Intermediate risk disease benefits from escalated radiation doses in most retrospective analyses. One study reported 5-year biochemical disease free survival rates of 24%, 65%, and 79% for patients receiving isocenter doses of <72 Gy, 72-75.9 Gy, and ≥76 Gy, respectively. Another study reported 5-year biochemical disease free survival rates of 27%, 51% and 83% for radiation doses of ≤68 Gy, 68-72 Gy, and >72 Gy, respectively.
Patients with high-risk disease do not uniformly demonstrate a benefit to escalated radiation doses. This may be due to the greater burden of subclinical metastases in patients with high presenting PSA or high grade disease. A study from the Cleveland Clinic reported improved 5- year biochemical disease free survival rates for high risk patients of 21%, 29%, and 71% for radiation doses of ≤68 Gy, 68-72 Gy, and >72 Gy, respectively. Another study suggested a dose response for biochemical disease free survival for high risk patients. The authors suggested that a 5 Gy dose increase beyond 78 Gy may improve PSA control for these patients. Several randomized trials have been undertaken to demonstrate whether there is a benefit to high dose 3-DCRT. The first completed and published study demonstrated a significant biochemical disease free survival in patients randomized to receive 78 Gy compared to 70 Gy. In this trial all patients began with radiation to a limited pelvic field with a standard 4 field arrangement. Patients were then randomized to receive a conventional field boost to a total isocenter dose of 70 Gy or a 3-DCRT boost to a total isocenter dose of 78 Gy. The largest gain from this 8 Gy dose increase was seen in the patients with pretreatment PSA >10 ng/mL. In those intermediate risk patients the 5-year biochemical disease free survival rates were 72% and 44% for 78 G or 70 Gy, respectively. Another study demonstrated an advantage to high dose radiation therapy in both low-risk and high-risk patients.
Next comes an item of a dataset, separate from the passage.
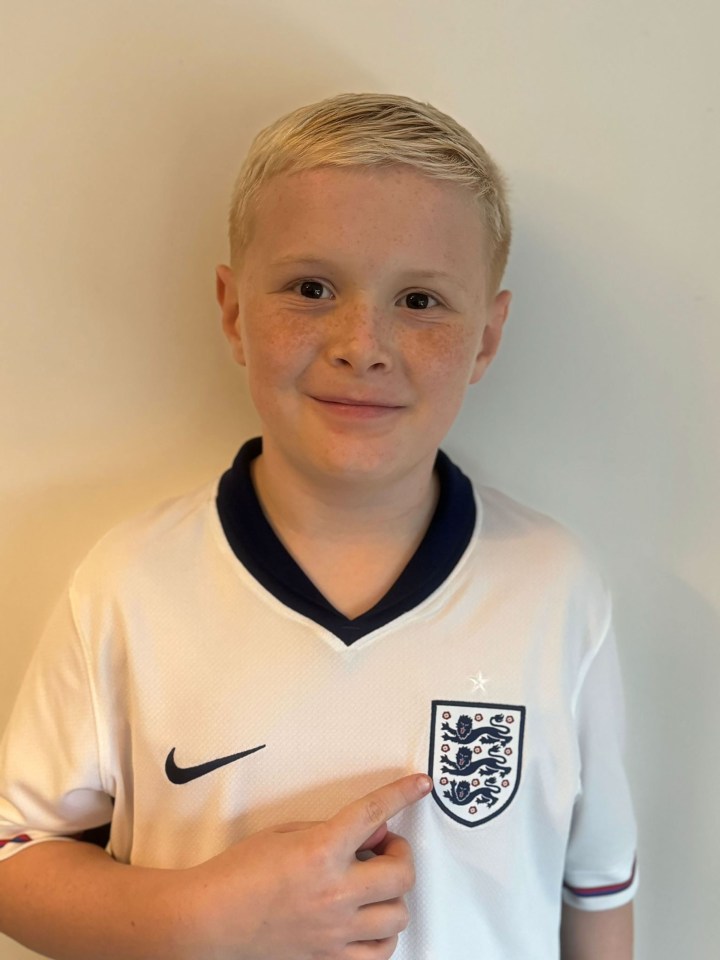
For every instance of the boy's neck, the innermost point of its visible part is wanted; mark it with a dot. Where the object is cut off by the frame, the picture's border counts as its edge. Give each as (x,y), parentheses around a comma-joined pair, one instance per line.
(352,540)
(338,510)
Normal tissue tolerance plays an important role in 3-DCRT and is critical in IMRT treatment planning. Investigators from MD Anderson Cancer Center conducted a prospective trial randomizing patients to 70 Gy or 78 Gy using conventional or 3-D conformal approaches. There was no difference in acute toxicity despite the use of higher doses. However, with longer follow-up there was a reduction in late complications with the use of 3-D conformal technique despite the use of higher doses. Based on their review of rectal toxicity in patients who received 3-DCRT, the Memorial Sloan Kettering dose escalation study recommended keeping ≤60% of the rectal wall to receive 40 Gy and ≤30% of the rectal wall should receive ≥75.6 Gy to minimize the risk of grade 2 or greater rectal toxicity.
Investigators at MD Anderson reported that the organ at risk volumes receiving high radiation doses are of major importance. The incidence of grade II/III toxicity at 3 years decreased from 28% to 12% if less than 25% of rectum volume was 70 Gy or more.